Afghanistan faces catastrophic food insecurity, says WB

KABUL (Khaama Press): Afghanistan is among one of the seven countries which face a catastrophic level of food crisis, the World Bank highlights in its report earlier in the week.
The seven food crisis-hit countries include Afghanistan, Burkina Faso, Haiti, Nigeria, Somalia, South Sudan, and Yemen, according to the report.
The number of people experiencing food crises in these countries is the highest since the Global Report on Food Crises started reporting data in 2017.
Meanwhile, UNICEF also warned earlier in the week that it is facing a lack of critical food aid in Afghanistan due to a shortage of funding, amidst a widespread humanitarian crisis in the country.
Melanie Galvin, chief of nutrition at the United Nations Children’s Fund (UNICEF), in a video message on Twitter, said that thousands of vulnerable children could die from severe malnutrition in Afghanistan this year alone.
Galvin further added the global food organization faces an urgent funding gap of $21 million to buy essential supplies for treating malnutrition and training health workers around the country.
The organization also faces a shortage of ready-to-use therapeutic food (RUTF), she said. RUTF is considered an essential ready-made food supplement that can cure children suffering from malnutrition.

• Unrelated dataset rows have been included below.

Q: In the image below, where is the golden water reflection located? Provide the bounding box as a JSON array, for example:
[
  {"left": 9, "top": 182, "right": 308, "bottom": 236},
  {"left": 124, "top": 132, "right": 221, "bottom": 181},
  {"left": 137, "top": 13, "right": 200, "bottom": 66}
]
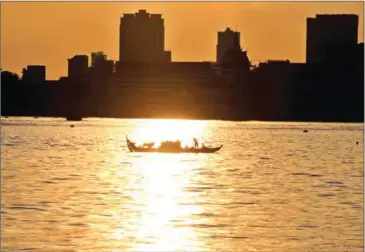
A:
[{"left": 112, "top": 154, "right": 208, "bottom": 251}]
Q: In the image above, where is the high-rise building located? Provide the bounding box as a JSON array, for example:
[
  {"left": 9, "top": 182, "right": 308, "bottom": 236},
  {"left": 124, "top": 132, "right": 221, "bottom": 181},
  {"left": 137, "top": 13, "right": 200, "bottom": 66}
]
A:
[
  {"left": 217, "top": 28, "right": 241, "bottom": 64},
  {"left": 68, "top": 55, "right": 89, "bottom": 80},
  {"left": 23, "top": 66, "right": 46, "bottom": 83},
  {"left": 306, "top": 14, "right": 359, "bottom": 63},
  {"left": 119, "top": 10, "right": 171, "bottom": 63}
]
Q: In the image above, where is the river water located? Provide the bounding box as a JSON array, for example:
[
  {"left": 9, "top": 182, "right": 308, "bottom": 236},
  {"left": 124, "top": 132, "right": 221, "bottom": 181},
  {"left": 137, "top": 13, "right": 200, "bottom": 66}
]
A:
[{"left": 1, "top": 118, "right": 364, "bottom": 252}]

Years of conflict, poverty, and the broken and donation-based economy have forced ordinary people to suffer acute hunger and food shortage.
Afghanistan is home to one of the world’s worst humanitarian crises. More than 28 million people, including over 15 million children, need humanitarian and protection assistance this year—a staggering increase of 4 million people over 2022, UNICEF highlighted in its report.
Since the return of the Taliban to power in Afghanistan in 2021, the economy has failed to recover, keeping millions of people on the verge of starvation.